保育虐待を防ぐために「小さな芽の時期に摘むことが大切」
奥野斐 (2022年12月16日付 東京新聞朝刊)
「まさか保育所で虐待を受けているなんて…」。2年ほど前、1歳児のわが子が保育士にたたかれたり、「あっちに行け」と暴言を吐かれたりしたという保護者を取材しました。母親の涙声の訴えに胸が痛くなったのを覚えています。
先月末、静岡県裾野市の認可保育園で保育士3人が1歳児を宙づりにしたり、カッターナイフを見せて脅したりするなどの不適切な保育や虐待が行われていたことが分かりました。事実の把握後も公表していなかった園や市への憤りの声が聞こえてきます。その後も各地の園で保育士による虐待が発覚しています。

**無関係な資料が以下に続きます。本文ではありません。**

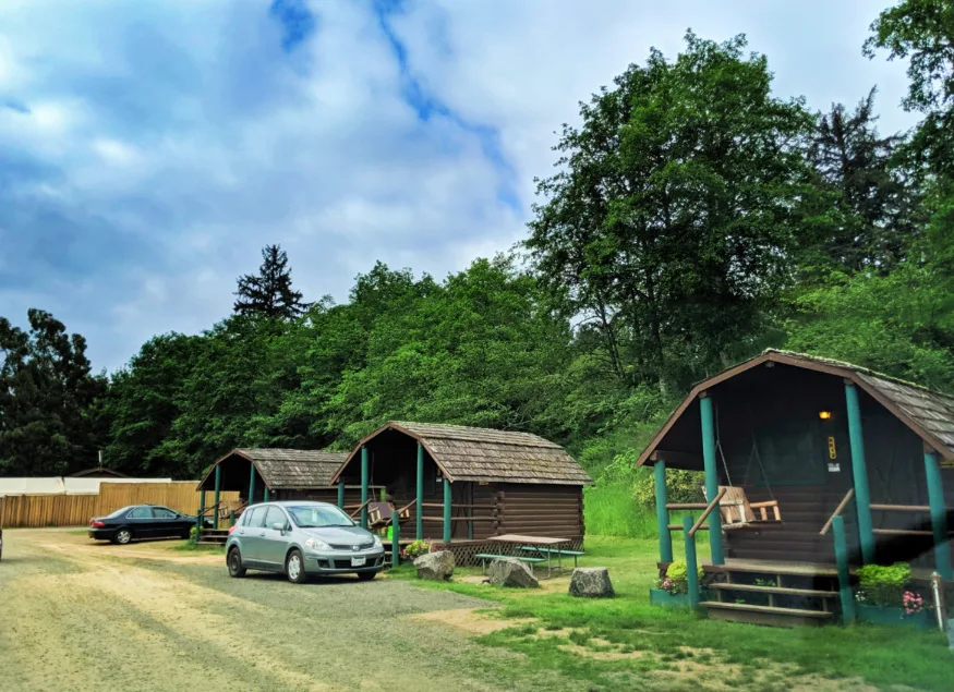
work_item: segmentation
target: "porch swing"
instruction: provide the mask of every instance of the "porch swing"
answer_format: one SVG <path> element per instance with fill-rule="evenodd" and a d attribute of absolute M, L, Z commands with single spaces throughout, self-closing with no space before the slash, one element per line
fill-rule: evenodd
<path fill-rule="evenodd" d="M 752 421 L 752 411 L 749 406 L 749 420 Z M 718 428 L 718 409 L 715 410 L 715 452 L 722 459 L 722 468 L 725 470 L 725 479 L 728 485 L 718 486 L 718 491 L 722 493 L 722 498 L 718 500 L 718 513 L 722 517 L 723 531 L 735 531 L 738 529 L 758 529 L 764 525 L 777 525 L 782 523 L 782 512 L 778 509 L 778 500 L 772 494 L 772 485 L 769 483 L 769 475 L 765 473 L 765 466 L 762 464 L 762 458 L 759 454 L 759 445 L 756 440 L 754 423 L 750 425 L 752 434 L 752 448 L 749 451 L 749 463 L 746 465 L 746 474 L 742 478 L 741 486 L 732 484 L 732 475 L 728 472 L 728 463 L 725 460 L 725 452 L 722 449 L 722 434 Z M 749 479 L 749 471 L 752 468 L 752 459 L 759 464 L 759 470 L 762 473 L 762 478 L 765 481 L 765 488 L 769 490 L 771 500 L 764 502 L 750 502 L 746 496 L 745 485 Z M 724 493 L 723 493 L 724 490 Z M 705 501 L 711 499 L 705 493 L 705 487 L 702 488 L 702 495 Z M 756 510 L 759 510 L 759 517 L 756 517 Z M 772 510 L 771 513 L 769 510 Z"/>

「東京すくすく」では、虐待を受けた子の親を取材した記事を2020年8月に掲載。2018年11月には「介護・保育ユニオン」が保育虐待について実施したアンケート結果や保育士の声を公開し、その後も現役園長に虐待をなくすヒントを尋ねたインタビューなどを発信してきました。今回の件を受け、こうした記事に新たなコメントが届いています。
インタビュー記事はこちらです。ぜひお読みください。
虐待や不適切な保育をなくすにはどうしたらいいか。都内の認可保育園の園長、河合清美さんは当時の取材に「小さな芽の時期に摘むことが大切」と強調しています。その上で、保育士らに向け、国の「保育所保育指針」を読むなどして子どもの発達に関する知識を得ること、業務の見直しや問題を一人で抱え込まないことを呼びかけました。
虐待の背景には、保育士1人がみる子どもの人数(配置基準)や、施設の安全性や保育内容をチェックする自治体の監査のあり方の問題も指摘されています。子どもの育ちを守るため、保育環境にいま一度、目を向けることが必要です。